In September 1955, Oceanside High School first occupied its brand new building on Skillman and Brower Avenues, and what was the combined junior-senior high for only one school year (our seventh grade year) became just the junior high.  Because the music teacher went to the new high school building, our junior high needed a new music teacher.

Enter Ed Taylor, an accomplished musician on the brass instruments but able to play and teach most others, too. Perhaps more than anyone else (and coincidentally with the very dawn of rock 'n' roll), he nurtured my lifelong love of music.
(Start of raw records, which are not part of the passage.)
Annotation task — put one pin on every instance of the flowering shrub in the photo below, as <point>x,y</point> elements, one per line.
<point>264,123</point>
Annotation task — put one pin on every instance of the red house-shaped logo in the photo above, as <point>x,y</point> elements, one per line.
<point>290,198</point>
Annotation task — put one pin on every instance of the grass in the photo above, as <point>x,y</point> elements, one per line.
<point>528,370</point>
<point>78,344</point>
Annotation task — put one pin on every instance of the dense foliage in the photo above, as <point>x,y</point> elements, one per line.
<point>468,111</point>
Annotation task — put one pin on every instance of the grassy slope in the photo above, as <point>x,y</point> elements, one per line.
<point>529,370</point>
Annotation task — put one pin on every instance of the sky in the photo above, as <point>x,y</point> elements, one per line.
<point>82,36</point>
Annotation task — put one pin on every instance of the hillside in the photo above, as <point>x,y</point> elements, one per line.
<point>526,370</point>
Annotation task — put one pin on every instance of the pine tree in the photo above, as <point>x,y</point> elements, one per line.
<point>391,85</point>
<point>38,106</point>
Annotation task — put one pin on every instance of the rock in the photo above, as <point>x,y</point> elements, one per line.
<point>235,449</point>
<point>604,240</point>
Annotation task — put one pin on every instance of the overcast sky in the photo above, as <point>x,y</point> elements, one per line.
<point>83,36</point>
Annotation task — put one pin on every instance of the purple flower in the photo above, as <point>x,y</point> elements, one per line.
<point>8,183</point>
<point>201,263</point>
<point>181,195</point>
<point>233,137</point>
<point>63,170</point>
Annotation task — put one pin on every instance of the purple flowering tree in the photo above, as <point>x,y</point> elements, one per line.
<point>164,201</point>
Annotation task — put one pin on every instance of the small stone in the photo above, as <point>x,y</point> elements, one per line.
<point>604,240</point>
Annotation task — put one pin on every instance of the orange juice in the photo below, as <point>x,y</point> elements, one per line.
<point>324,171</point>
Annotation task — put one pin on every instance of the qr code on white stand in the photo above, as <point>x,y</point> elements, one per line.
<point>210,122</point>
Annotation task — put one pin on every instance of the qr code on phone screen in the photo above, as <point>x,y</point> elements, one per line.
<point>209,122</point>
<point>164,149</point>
But I don't remember Ed Taylor so much for his skill as a musician; I remember him for his extraordinary talent as a teacher and the way he related to us kids. 


Ed Taylor was 31 years old when we met him in the fall of 1955.  But his baldness made him look older, especially to us kids. He would tell us he used to respond to people who told him his hair was thinning with, "So who wants fat hair?"  He taught us (or warned us) that most people who would go bald were ordinarily well on their way by their early thirties.




I have often thought fondly and wondered about Ed Taylor over these many, many years. But last week, I encountered online one Melody Taylor Stein, OHS class of 1965. It occurred to me that my beloved music teacher told our band class once, probably in 1955, that he had named his daughter Melody. I wrote her, and confirmed she was Ed Taylor's daughter. Sadly, though, Melody told me she lost her dear father in 1984 to cancer. He was only 60.

I had dinner with Melody last night. (We both live in Las Vegas, it so happens.) Melody gave me this picture to help me remember her dad. I thought I would share it in this tribute with those of you who loved him as I did.


We all loved Ed Taylor. The hours spent in his band class every day for two years (the 8th and 9th grades) were among the most memorable and pleasurable times I had in jr. high. And those of you who were also in the band or in the chorus in those years most likely remember him similarly. He lived in our little town. And he was like family. 
At his invitation, we called him "Uncle" Ed instead of Mr. Taylor. I never had such a relationship with any other teacher. Did you?

Here's Uncle Ed (upper right, standing) leading the band (a little
 distracted, perhaps) at our jr. high graduation, June 24, 1957.

Thank you so much, Melody, for sharing your wonderful dad with so many other kids.